There was much talk about the lack of diversity at this year’s Academy Awards. It’s pretty hard to disagree that, as host Neil Patrick Harris quipped, this was a gathering of Hollywood’s “best and whitest.”

It must be added, though, that while it seemed like the Oscar nominee lists were positively crawling with Brits (Benedict Cumberbatch, Eddie Redmayne, Rosamund Pike, Felicity Jones, Keira Knightley) there wasn’t all that much going on at this year’s Oscars when it came to Irish or Irish American movies or acting talent.

That may change next year. Looking ahead to the 2016 Oscars, one of the most-anticipated movies of the coming fall and winter, when studios roll out their prestige films, is about a New York Irish Catholic (played by two-time Best Actor winner Tom Hanks) who played a key role in one of the most infamous international incidents of the Cold War era. The film also could not be more timely, given President Obama’s recent decision to normalize ties with Cuba.

The film is called St. James Place and was directed by another artist quite familiar with the Academy Awards, Steven Spielberg. Irish American Amy Ryan and Irish actress (and Bono’s daughter) Eve Hewson also star in "St. James Place."

The hero of "St. James Place" was born on 139th Street in Manhattan 99 years ago this week, on February 29, 1916. His name was James Joseph Donovan, though he later used the middle name “Britt” to honor a family friend. According to family history (as recounted in the book "The Negotiator: the Life and Career of James Donovan" by Phillip J. Bigger), the Donovans originally hailed from Clonakilty, Co. Cork.

According to the book, James “was reared in a conservative Catholic home where concepts of family, religion, educational attainment and patriotism were key essentials – and he lived up to all of them.”

Donovan attended Fordham University and was already familiar with international law. He’d served as a lawyer at the Nuremberg trials, which sought to prosecute surviving Nazis after World War II, when he was thrust into the spotlight by the Kennedy family and the heightened tensions of the Cold War.

Donovan was (secretly) tabbed by the Kennedy administration to meet with Fidel Castro personally. Donovan was charged with negotiating the release of prisoners who were captured by Cuban authorities during the Bay of Pigs invasion, which American officials had supported in the hopes that it would lead to the overthrow of Castro’s communist regime.
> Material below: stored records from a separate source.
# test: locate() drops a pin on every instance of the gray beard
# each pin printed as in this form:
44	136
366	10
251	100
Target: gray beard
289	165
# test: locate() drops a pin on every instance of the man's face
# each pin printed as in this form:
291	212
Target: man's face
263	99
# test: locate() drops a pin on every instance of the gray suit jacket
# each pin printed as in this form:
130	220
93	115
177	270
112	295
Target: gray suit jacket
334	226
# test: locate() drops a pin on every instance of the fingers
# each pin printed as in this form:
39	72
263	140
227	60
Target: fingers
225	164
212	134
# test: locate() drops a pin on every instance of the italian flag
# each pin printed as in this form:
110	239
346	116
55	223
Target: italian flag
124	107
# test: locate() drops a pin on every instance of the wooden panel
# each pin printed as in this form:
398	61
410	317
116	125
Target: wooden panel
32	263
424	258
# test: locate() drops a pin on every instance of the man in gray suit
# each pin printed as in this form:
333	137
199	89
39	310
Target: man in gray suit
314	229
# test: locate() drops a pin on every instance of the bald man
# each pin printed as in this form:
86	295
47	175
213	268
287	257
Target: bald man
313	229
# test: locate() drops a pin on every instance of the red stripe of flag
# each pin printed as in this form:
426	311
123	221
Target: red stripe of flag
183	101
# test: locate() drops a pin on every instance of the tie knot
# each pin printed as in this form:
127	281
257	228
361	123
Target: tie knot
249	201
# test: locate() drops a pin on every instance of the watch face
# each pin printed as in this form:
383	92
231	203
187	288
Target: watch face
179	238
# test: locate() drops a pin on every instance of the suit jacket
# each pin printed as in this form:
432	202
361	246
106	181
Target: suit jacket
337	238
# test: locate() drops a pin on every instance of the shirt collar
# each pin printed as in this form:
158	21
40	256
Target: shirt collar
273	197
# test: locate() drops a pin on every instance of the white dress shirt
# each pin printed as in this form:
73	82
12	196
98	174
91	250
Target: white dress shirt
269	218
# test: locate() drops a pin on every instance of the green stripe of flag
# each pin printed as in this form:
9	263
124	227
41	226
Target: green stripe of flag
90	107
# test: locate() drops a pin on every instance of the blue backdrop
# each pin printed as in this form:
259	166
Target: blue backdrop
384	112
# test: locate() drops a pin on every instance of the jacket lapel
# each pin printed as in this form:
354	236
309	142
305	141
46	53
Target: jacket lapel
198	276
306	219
"St. James Place," however, looks at a different conflict Donovan had to negotiate. One of the most infamous moments of the Cold War era began in May of 1960. A pilot by the name of Francis Gary Powers was flying missions over Soviet airspace when a missile was fired, forcing him to crash in hostile Soviet territory.
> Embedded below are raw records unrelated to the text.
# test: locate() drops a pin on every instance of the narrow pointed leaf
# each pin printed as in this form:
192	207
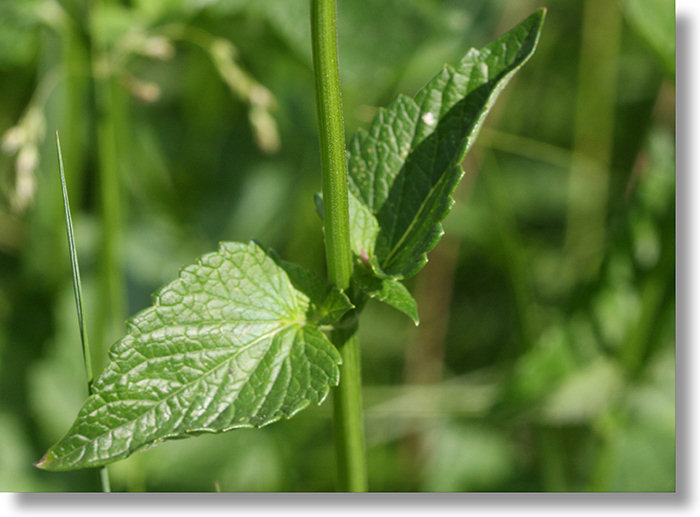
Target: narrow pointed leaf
405	167
387	290
229	344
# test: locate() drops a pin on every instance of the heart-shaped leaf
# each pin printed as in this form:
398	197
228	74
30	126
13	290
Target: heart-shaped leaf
233	342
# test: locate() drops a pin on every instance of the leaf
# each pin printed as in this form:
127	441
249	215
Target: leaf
405	168
229	344
387	290
329	305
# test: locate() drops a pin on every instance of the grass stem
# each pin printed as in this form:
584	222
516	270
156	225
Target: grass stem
78	292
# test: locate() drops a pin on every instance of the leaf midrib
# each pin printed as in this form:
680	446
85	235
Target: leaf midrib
170	396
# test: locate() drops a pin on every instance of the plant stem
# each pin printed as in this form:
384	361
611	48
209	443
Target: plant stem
347	397
78	292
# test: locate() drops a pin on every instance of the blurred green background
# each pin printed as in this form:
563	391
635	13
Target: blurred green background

Powers was eventually taken prisoner, in what became a diplomatic showdown between the world’s two superpowers.

Donovan was charged with negotiating Powers’ release. Donovan was already intimately familiar with Cuba and had become America’s go-to guy when it came to negotiating prisoner releases.

A New York Times Magazine profile of the Cuban negotiations noted that Donovan "has been the sole direct channel between the United States and Cuba.”
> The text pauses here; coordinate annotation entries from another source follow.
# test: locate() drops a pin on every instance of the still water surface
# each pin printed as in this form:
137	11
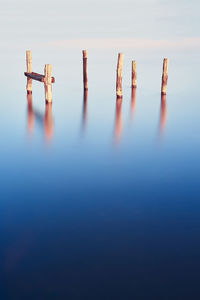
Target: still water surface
100	199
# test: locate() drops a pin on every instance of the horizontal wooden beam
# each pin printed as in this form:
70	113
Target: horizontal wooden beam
38	77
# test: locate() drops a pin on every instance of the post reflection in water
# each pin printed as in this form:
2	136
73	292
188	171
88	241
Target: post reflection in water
30	111
85	109
47	119
118	120
133	101
163	114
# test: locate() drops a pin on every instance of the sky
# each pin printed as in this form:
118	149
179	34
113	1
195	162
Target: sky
38	22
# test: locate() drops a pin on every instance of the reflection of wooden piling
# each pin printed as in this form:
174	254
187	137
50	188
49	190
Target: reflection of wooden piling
31	116
163	113
133	101
134	74
48	83
29	70
164	77
118	119
85	100
119	76
85	76
48	121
A 2013 article in The Nation magazine added that while Donovan was basically a civilian "volunteer with no diplomatic status (it was not publicly known at the time that Donovan's missions were overseen by Attorney General Robert Kennedy and the CIA), he had negotiated the release and return to the United States of 1,163 members of the CIA-led exile brigade captured by Cuban forces at the Bay of Pigs in 1961. In addition, he had secured the departure of some 3,500 of their relatives after the 1962 missile crisis.”

Clearly, Hanks and Spielberg believe there is lot of cloak-and-dagger potential – and perhaps even an Academy Award or two – in the Irish American life of James Donovan, which was sadly cut short in 1970, when he suffered a heart attack and died at the age of 53.